New Delhi: Four years after being pulled back from the production line, Hyundai’s comeback kid Santro no longer needs Bollywood brand ambassador Shah Rukh Khan to power its advertisement campaign. The once-tall-boy family car, say executives, now has the celebrity firepower of its own to match SRK’s.
Hyundai starts promoting Santro sans Shah Rukh Khan
Hyundai Motor Co., which entered India with Santro in 1998, has tweaked its marketing strategy to focus on small towns and rural areas while promoting the new version of the iconic car brand. Santro was discontinued in 2014.
Aiming to grab market share in the small car segment from Maruti Suzuki—its wide range includes the Alto, WagonR and Celerio—the South Korean car maker has mounted a massive advertising campaign targeted at families and first-time buyers.

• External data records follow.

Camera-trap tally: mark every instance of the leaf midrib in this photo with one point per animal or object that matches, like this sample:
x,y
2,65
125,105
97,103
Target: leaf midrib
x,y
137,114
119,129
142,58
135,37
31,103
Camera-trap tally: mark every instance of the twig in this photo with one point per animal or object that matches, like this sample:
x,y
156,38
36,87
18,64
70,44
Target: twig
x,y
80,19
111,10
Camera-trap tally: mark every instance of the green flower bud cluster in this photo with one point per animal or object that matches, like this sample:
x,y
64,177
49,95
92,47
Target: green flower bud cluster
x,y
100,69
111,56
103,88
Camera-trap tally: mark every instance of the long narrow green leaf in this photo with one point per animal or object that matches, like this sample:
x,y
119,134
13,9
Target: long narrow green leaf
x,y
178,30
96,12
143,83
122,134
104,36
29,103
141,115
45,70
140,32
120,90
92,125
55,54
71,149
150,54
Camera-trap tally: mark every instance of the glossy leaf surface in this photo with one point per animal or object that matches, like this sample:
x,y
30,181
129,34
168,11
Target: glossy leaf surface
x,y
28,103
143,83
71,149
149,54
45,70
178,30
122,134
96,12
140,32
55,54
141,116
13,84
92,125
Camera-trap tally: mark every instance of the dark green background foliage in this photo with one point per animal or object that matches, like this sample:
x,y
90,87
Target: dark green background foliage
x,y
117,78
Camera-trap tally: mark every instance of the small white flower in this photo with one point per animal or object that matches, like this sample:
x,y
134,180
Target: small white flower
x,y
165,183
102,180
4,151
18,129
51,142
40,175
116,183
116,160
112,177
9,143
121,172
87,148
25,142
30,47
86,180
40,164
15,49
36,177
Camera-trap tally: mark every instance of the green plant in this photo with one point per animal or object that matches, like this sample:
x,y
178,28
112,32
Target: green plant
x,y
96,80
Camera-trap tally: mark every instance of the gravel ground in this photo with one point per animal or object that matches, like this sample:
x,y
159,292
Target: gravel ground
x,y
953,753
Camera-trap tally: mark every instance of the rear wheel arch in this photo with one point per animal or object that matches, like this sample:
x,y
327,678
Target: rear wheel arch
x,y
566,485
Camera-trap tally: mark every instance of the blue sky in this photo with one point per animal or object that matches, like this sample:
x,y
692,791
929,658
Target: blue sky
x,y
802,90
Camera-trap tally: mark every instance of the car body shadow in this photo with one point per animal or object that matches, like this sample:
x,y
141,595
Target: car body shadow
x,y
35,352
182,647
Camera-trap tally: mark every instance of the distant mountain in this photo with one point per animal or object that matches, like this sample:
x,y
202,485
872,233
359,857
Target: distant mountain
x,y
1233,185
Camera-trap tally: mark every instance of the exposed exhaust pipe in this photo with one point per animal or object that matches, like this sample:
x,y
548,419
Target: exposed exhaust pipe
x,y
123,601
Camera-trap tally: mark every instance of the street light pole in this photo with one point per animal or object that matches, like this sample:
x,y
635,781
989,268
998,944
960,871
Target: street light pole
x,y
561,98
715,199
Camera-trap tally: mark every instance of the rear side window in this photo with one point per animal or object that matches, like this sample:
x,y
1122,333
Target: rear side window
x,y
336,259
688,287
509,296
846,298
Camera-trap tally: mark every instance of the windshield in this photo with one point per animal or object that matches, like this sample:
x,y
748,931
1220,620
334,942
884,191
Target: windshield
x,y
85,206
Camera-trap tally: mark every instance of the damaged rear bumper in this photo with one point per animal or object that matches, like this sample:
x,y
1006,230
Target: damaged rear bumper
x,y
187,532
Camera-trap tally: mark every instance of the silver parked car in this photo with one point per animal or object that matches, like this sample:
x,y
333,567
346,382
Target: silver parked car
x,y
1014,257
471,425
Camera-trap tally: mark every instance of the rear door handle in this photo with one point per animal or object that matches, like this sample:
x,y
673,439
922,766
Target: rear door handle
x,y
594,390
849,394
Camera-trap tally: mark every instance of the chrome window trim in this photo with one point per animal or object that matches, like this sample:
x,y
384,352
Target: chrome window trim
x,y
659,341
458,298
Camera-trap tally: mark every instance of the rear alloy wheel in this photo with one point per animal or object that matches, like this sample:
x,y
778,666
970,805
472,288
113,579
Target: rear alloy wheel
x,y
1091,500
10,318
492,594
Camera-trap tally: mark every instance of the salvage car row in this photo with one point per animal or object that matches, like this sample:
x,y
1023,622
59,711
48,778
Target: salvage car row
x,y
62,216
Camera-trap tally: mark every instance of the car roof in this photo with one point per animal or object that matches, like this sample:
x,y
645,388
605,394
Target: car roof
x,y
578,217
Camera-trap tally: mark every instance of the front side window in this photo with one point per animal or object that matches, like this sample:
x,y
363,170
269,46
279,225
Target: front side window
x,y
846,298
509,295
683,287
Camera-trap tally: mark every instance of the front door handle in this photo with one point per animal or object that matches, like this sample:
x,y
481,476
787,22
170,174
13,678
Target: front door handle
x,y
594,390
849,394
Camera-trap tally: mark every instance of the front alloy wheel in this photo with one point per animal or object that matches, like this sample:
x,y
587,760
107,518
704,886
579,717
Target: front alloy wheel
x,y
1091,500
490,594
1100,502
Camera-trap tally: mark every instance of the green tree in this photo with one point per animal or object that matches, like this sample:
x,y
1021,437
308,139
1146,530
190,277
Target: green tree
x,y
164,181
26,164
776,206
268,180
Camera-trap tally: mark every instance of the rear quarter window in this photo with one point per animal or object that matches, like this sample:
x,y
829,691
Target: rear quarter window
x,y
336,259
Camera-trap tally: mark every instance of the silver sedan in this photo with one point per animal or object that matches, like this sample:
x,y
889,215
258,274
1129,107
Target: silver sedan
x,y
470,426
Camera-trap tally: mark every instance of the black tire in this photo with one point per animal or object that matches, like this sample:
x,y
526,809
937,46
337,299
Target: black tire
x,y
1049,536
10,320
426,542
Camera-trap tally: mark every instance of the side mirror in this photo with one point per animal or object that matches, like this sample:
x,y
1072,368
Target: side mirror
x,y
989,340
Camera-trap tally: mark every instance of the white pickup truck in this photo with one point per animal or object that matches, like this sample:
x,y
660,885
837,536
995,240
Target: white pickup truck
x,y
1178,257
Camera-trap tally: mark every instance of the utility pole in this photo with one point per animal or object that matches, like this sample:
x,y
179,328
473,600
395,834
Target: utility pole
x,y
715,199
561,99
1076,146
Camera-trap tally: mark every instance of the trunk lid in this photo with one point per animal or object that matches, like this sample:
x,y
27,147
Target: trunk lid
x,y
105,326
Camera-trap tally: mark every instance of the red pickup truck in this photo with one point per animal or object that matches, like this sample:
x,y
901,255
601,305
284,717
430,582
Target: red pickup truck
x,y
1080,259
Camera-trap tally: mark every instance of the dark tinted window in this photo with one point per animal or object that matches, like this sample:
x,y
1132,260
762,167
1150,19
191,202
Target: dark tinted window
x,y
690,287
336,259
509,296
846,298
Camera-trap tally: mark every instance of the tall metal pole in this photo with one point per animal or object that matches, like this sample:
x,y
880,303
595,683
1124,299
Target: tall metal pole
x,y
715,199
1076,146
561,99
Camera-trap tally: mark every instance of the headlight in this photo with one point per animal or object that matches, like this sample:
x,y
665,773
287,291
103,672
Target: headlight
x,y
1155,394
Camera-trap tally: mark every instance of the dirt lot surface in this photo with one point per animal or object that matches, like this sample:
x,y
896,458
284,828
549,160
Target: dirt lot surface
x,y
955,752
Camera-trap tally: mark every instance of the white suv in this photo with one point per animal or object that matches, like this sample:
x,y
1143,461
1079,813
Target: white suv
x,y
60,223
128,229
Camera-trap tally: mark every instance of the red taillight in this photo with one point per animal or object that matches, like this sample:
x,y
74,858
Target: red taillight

Unlike the original Santro ads which rode on SRK’s popularity, the new Santro advertisements are devoid of star power, focusses instead on the consumer and the product.
In a bid to position the new Santro as ‘country’s favourite family car’, the 40-second long television ad features a young family of three zipping through the colourful states of the country.
The ad is currently being promoted across all general entertainment, news and music channels.
Customers have evolved, as has the new Santro, said Puneet Anand, senior general manager (marketing) and group head, Hyundai Motor India Ltd.
“In fact, Santro has become a celebrity in itself. Moreover, we want the new Santro to be associated with a family image instead of a Bollywood celebrity. Therefore, we have decided to not feature Khan in any of our print or television ads. It is people and family driven advertising,” he said.
Even the scale of the campaign is much larger than the original Santro launch, with new media platforms such as digital and social media taking a huge chunk of the ad budget.
“Sixty-five percent of customers who buy cars in India already have completed their research online, therefore our major focus is on digital interventions. There’s lot of focus on media reviews and online videos where the car is being talked about,” said Anand.
At a starting price of ₹3.89 lakh ex-showroom, Hyundai opened online bookings on 10 October and has received 23,500 bookings so far.
Apart from digital, the automaker is also leveraging outdoor advertising which work best in small towns and rural India—parts that continue to drive auto sales in the country.
“Santro is going to be a strong car not only for the metro market but also for rural. We are starting a ‘float activity’ where a van will be travelling with a Santro and all the television ads will be showcased to rural buyers till the month of December creating awareness about the product. We are putting up 267 hoardings only in the rural areas, in local languages,” said Anand.
Hyundai’s 375-strong dealership network is another area where promotional events are being organised by inviting local celebrities.
“Santro will have two spaces to operate in—urban and rural. All of us are excited about the rural market because of its immense untapped opportunity—that is the space dominated by Maruti Suzuki. While in the urban markets, the obsession with Maruti is less in rural areas it is high.
Rural mobile vans and outdoor will help them penetrate the smaller markets. The only missing element is radio which is understated yet powerful medium,” said Harish Bijoor, brand strategy expert and founder of Harish Bijoor Consults Inc.